A série é incrível, e a primeira temporada segue os eventos do livro. Para os mais desavisados, o futuro-presente imaginado por Atwood inclui a queda da democracia pela tomada do poder e criação de um Estado teocrático e totalitário governado por religiosos fundamentalistas.
Nesse cenário, a cultura foi jogada no lixo: não há mais jornais, revistas, livros ou filmes, nem universidades ou advogados. As mulheres perderam completamente seus direitos, sendo divididas em categorias específicas nessa nova ordem. "Aia" é a categoria da protagonista, mulheres pertencentes ao governo que existem unicamente para procriar.
Minha mente entrou em um turbilhão de relações, e entendi mais um aspecto do processo de escrita de ficção, seja científica ou não, que, junto com a ciência, nos dá pistas e mapas para possíveis realidades.
Veja que a ficção é um potencial do real.
Dele parte, extrapola, vislumbra possíveis realidades. E nos alerta sobre o melhor ou pior que podemos vir a ter que evitar ou lidar no futuro.

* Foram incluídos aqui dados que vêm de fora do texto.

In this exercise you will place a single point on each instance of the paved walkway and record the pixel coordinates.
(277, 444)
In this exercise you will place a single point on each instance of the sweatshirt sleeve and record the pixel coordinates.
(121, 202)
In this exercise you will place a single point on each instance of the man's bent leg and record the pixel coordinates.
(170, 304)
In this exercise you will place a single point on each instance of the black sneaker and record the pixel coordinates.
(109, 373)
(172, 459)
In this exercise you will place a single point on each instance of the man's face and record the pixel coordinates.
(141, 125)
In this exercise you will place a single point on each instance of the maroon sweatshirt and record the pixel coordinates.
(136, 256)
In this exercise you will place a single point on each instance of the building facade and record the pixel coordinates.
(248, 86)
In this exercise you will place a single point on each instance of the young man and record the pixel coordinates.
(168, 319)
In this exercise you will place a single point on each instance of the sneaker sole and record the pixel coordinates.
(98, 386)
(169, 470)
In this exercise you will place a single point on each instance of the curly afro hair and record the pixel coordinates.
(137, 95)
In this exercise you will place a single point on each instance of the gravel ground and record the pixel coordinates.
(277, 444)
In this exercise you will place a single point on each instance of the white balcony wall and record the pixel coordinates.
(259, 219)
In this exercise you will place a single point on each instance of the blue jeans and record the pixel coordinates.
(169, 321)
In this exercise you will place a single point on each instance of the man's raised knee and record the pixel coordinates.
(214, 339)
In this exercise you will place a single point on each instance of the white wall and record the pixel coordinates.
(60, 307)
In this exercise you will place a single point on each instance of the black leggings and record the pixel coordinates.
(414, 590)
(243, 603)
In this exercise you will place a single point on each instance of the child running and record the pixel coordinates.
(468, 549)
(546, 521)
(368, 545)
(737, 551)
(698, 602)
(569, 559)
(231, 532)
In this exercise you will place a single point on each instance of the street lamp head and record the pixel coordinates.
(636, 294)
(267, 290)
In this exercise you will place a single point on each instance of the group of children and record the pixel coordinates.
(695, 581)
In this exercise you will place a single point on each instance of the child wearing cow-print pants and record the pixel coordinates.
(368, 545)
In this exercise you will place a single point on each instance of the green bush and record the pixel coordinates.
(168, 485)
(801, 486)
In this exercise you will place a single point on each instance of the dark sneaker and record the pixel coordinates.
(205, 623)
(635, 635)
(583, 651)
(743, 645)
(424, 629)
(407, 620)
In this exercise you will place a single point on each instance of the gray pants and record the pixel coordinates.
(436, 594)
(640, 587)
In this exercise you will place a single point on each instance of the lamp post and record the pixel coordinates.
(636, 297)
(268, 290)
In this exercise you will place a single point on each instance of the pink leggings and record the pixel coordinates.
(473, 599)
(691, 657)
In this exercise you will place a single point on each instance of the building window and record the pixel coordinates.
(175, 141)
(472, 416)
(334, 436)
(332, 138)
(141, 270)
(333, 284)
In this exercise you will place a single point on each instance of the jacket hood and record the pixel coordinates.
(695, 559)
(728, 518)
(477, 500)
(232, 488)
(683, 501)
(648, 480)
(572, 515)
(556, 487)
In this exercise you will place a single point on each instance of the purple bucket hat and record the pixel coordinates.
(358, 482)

É inevitável fazer comparativos dos ataques que a democracia vem sofrendo ininterruptamente por extremistas, religiosos e fundamentalistas. É assustador como ganham adeptos e, mais assustador ainda, que foi possível prever um dos piores desfechos na ficção de Margaret. É como se, na escrita, destrinchássemos o multiverso, as múltiplas realidades que podem surgir a partir de decisões pessoais ou coletivas.
A ficção desde sempre vem imediatamente a partir de um autor que parece captar e extrapolar a partir da conjectura de sua época e dá o vislumbre. Desde "A Ilíada", até a moderna ficção, seja "Frankenstein" de Shelley, "Admirável Mundo Novo" de Huxley, "Duna" de Herbert, "Fundação" de Asimov ou "O Conto da Aia" de Atwood - e inúmeros outros, essas obras parecem captar para onde podemos ir e acabar.
Cabe a nós escolher, decidir e seguir. Até hoje, parece que, mesmo em meio a tantas atrocidades inimagináveis que o ser humano é capaz de cometer, conseguimos escolher a tempo de impedir o pior em termos globais (embora às custas de tantas vidas e fins de incontáveis povos).
Mesmo voltando atrás, ainda assim, o futuro parece caminhar para as distopias anunciadas e gritadas nas obras de ficção, científica ou não. Junto com a ciência, são as ficções - em livros, séries, filmes e contos - que anunciam para onde podemos ir.
Chegamos a mais um desses vórtices, pontos de decisão global, onde o absurdo pareceu acordar muita gente e a revolta e indignação estão conseguindo, por pouco, impedir o pior, ou pelo menos adiá-lo. Até que o ciclo se repita e a linha que nos separa de uma potencial distopia se torne mais e mais frágil.
Quantas ficções serão necessárias para que nossas escolhas façam essas histórias realmente serem destinadas tão somente ao campo da imaginação, jamais da realidade?